The most comprehensive and balanced textbook on asset pricing available, Financial Decisions and Markets is an essential resource for all graduate students and practitioners in finance and related fields.
- Integrated treatment of asset pricing theory and empirical evidence
- Emphasis on investors' decisions
- Broad view linking the field to financial econometrics, household finance, and macroeconomics
- Topics treated in discrete time, with no requirement for stochastic calculus
- Solutions manual for problems available to professors
Author Bio
John Y. Campbell is the Morton L. and Carole S. Olshan Professor of Economics at Harvard University, where he has taught since 1994.
Campbell has published over 100 articles on various aspects of finance and macroeconomics, including fixed-income securities, equity valuation, portfolio choice, and household finance. His books include Financial Decisions and Markets: A Course in Asset Pricing (Princeton University Press 2018), The Squam Lake Report: Fixing the Financial System (with the Squam Lake Group of financial economists, PUP 2010), Strategic Asset Allocation: Portfolio Choice for Long-Term Investors (with Luis Viceira, Oxford University Press 2002), and The Econometrics of Financial Markets (with Andrew Lo and Craig MacKinlay, PUP 1997).

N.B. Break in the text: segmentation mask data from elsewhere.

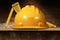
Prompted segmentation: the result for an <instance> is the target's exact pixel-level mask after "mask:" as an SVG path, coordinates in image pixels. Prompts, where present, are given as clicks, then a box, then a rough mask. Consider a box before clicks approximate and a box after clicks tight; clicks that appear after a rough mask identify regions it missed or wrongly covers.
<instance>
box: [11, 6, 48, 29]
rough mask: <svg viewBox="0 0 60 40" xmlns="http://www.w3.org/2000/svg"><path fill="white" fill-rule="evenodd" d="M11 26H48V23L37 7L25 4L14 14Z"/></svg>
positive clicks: (30, 27)
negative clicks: (11, 25) (12, 24)
mask: <svg viewBox="0 0 60 40" xmlns="http://www.w3.org/2000/svg"><path fill="white" fill-rule="evenodd" d="M12 28H48V25H47V24H46V19H45V16H44V14H43V13H42V12H41V11H40V10H39V9H38V8H37V7H35V6H34V5H26V6H25V7H23V8H22V9H21V10H20V11H19V12H18V13H17V14H16V16H15V19H14V23H13V25H12Z"/></svg>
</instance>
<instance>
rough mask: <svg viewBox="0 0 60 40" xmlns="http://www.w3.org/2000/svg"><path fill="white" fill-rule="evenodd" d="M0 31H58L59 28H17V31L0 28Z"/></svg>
mask: <svg viewBox="0 0 60 40" xmlns="http://www.w3.org/2000/svg"><path fill="white" fill-rule="evenodd" d="M0 31H60V28H45V29H44V28H43V29H42V28H19V29H11V28H0Z"/></svg>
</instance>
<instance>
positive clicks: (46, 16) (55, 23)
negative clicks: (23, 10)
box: [0, 0, 60, 27]
mask: <svg viewBox="0 0 60 40" xmlns="http://www.w3.org/2000/svg"><path fill="white" fill-rule="evenodd" d="M15 2H19V3H20V6H21V8H22V7H24V6H25V5H27V4H34V5H36V6H38V8H41V10H42V11H43V12H44V14H45V16H46V19H47V21H49V22H51V23H54V24H56V25H57V27H59V26H60V1H59V0H0V23H3V22H6V19H7V17H8V14H9V12H10V9H11V5H12V4H13V3H15ZM15 14H16V13H15V12H14V14H13V16H15ZM12 18H13V17H12Z"/></svg>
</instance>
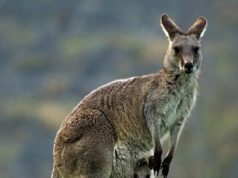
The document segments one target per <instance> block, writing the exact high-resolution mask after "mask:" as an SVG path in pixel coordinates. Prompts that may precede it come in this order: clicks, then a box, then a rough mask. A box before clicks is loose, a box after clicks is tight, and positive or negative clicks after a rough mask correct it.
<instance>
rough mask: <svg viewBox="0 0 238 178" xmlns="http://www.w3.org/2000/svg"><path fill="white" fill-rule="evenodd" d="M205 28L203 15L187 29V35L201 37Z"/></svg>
mask: <svg viewBox="0 0 238 178" xmlns="http://www.w3.org/2000/svg"><path fill="white" fill-rule="evenodd" d="M206 28H207V19H206V18H205V17H199V18H197V20H196V21H195V22H194V24H193V25H192V26H191V27H190V28H189V29H188V32H187V34H188V35H196V37H197V39H199V38H201V37H202V36H203V35H204V33H205V31H206Z"/></svg>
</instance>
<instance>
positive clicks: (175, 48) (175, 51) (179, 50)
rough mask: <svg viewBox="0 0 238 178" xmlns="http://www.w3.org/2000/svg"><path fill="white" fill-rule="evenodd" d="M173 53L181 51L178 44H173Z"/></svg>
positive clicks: (175, 53) (176, 52)
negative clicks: (177, 44)
mask: <svg viewBox="0 0 238 178" xmlns="http://www.w3.org/2000/svg"><path fill="white" fill-rule="evenodd" d="M173 49H174V53H175V55H178V54H179V53H180V52H181V47H180V46H175V47H173Z"/></svg>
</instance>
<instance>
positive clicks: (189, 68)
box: [184, 62, 193, 74]
mask: <svg viewBox="0 0 238 178" xmlns="http://www.w3.org/2000/svg"><path fill="white" fill-rule="evenodd" d="M184 68H185V73H187V74H190V73H192V71H193V63H191V62H187V63H186V64H185V65H184Z"/></svg>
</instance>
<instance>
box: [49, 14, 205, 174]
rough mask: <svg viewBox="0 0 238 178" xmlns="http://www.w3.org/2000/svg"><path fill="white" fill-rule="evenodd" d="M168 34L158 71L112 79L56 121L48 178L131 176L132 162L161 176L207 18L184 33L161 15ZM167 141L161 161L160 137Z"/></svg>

Campbell delivered the Ely Lecture to the American Economic Association in 2016 and served as President of the American Finance Association in 2005.

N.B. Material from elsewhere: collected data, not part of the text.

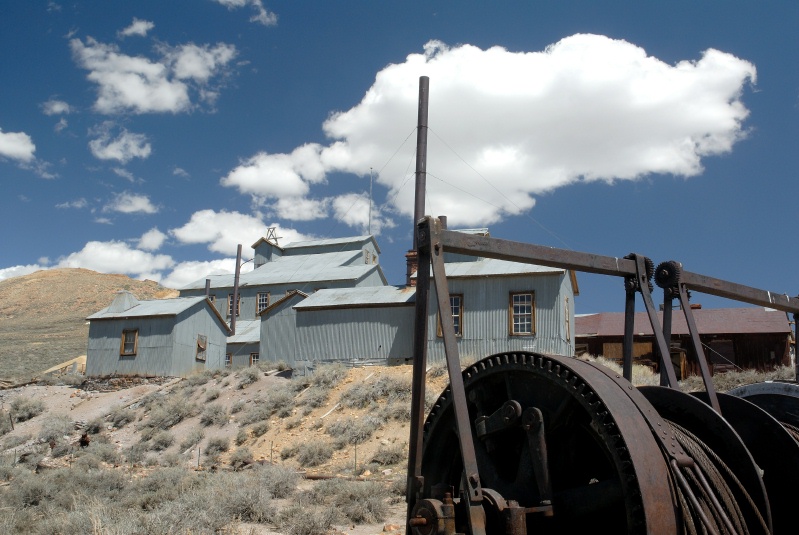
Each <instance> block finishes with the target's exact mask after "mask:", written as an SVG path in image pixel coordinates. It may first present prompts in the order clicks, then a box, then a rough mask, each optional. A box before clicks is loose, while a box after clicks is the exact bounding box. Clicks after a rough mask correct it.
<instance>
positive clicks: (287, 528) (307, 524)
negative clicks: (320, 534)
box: [275, 504, 337, 535]
mask: <svg viewBox="0 0 799 535" xmlns="http://www.w3.org/2000/svg"><path fill="white" fill-rule="evenodd" d="M336 516H337V515H336V511H335V509H333V508H332V507H330V506H322V505H300V504H296V505H290V506H289V507H286V508H284V509H282V510H281V511H280V512H279V513H278V514H277V518H276V519H275V523H276V524H277V526H278V528H279V529H280V531H281V533H285V534H286V535H320V534H321V533H328V532H329V531H330V528H331V527H332V525H333V522H334V521H335V520H336Z"/></svg>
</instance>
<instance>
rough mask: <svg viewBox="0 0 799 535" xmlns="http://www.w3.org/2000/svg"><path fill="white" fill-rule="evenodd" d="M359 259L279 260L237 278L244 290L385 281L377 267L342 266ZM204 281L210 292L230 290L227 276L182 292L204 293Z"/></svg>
mask: <svg viewBox="0 0 799 535" xmlns="http://www.w3.org/2000/svg"><path fill="white" fill-rule="evenodd" d="M361 257H362V253H361V251H360V250H358V251H342V252H337V253H318V254H307V255H302V254H299V255H291V256H281V257H280V258H278V259H276V260H273V261H272V262H267V263H266V264H264V265H262V266H259V267H258V268H257V269H254V270H252V271H249V272H247V273H242V274H241V275H240V276H239V287H241V288H245V287H247V286H262V285H269V284H272V285H275V284H303V283H306V282H310V283H313V282H322V281H334V280H347V281H354V280H358V279H360V278H362V277H363V276H364V275H366V274H368V273H369V272H371V271H372V270H377V271H378V272H379V273H380V275H381V278H382V279H383V280H385V276H383V270H382V268H381V267H380V266H379V264H363V263H356V264H353V265H345V264H348V263H350V262H353V261H356V260H359V259H360V258H361ZM206 278H208V279H211V287H212V288H233V279H234V276H233V275H232V274H229V273H228V274H224V275H212V276H210V277H204V278H202V279H199V280H196V281H194V282H192V283H191V284H188V285H186V286H184V287H183V288H182V289H183V290H196V289H203V288H205V279H206Z"/></svg>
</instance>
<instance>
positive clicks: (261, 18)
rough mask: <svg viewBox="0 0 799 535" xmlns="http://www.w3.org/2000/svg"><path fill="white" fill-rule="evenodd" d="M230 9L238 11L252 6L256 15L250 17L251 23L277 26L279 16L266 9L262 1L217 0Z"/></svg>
mask: <svg viewBox="0 0 799 535" xmlns="http://www.w3.org/2000/svg"><path fill="white" fill-rule="evenodd" d="M215 1H216V3H218V4H222V5H223V6H225V7H226V8H228V9H237V8H240V7H244V6H247V5H249V6H252V8H253V11H255V13H254V14H253V15H252V16H251V17H250V22H257V23H259V24H263V25H264V26H274V25H275V24H277V15H276V14H275V13H273V12H271V11H269V10H268V9H266V8H265V7H264V3H263V1H262V0H215Z"/></svg>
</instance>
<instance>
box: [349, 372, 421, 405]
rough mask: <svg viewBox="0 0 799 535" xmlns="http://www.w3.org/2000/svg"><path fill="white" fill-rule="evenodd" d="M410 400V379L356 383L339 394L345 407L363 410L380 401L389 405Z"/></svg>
mask: <svg viewBox="0 0 799 535" xmlns="http://www.w3.org/2000/svg"><path fill="white" fill-rule="evenodd" d="M410 398H411V381H410V379H397V378H394V377H381V378H379V379H378V380H376V381H375V382H373V383H356V384H355V385H353V386H351V387H350V388H349V389H348V390H346V391H344V393H342V394H341V399H340V401H341V404H342V405H344V406H345V407H355V408H360V409H364V408H366V407H368V406H369V405H370V404H372V403H375V402H377V401H380V400H387V401H388V402H389V403H395V402H408V401H409V400H410Z"/></svg>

He is a Research Associate and former Director of the Program in Asset Pricing at the National Bureau of Economic Research, a Fellow of the Econometric Society and the American Academy of Arts and Sciences, a Corresponding Fellow of the British Academy and Honorary Fellow of Corpus Christi College, Oxford, and holds honorary doctorates from BI Norwegian Business School, the University of Maastricht, the University of Paris Dauphine, and Copenhagen Business School. Campbell is also a founding partner of Arrowstreet Capital, LP, a Boston-based quantitative asset management firm.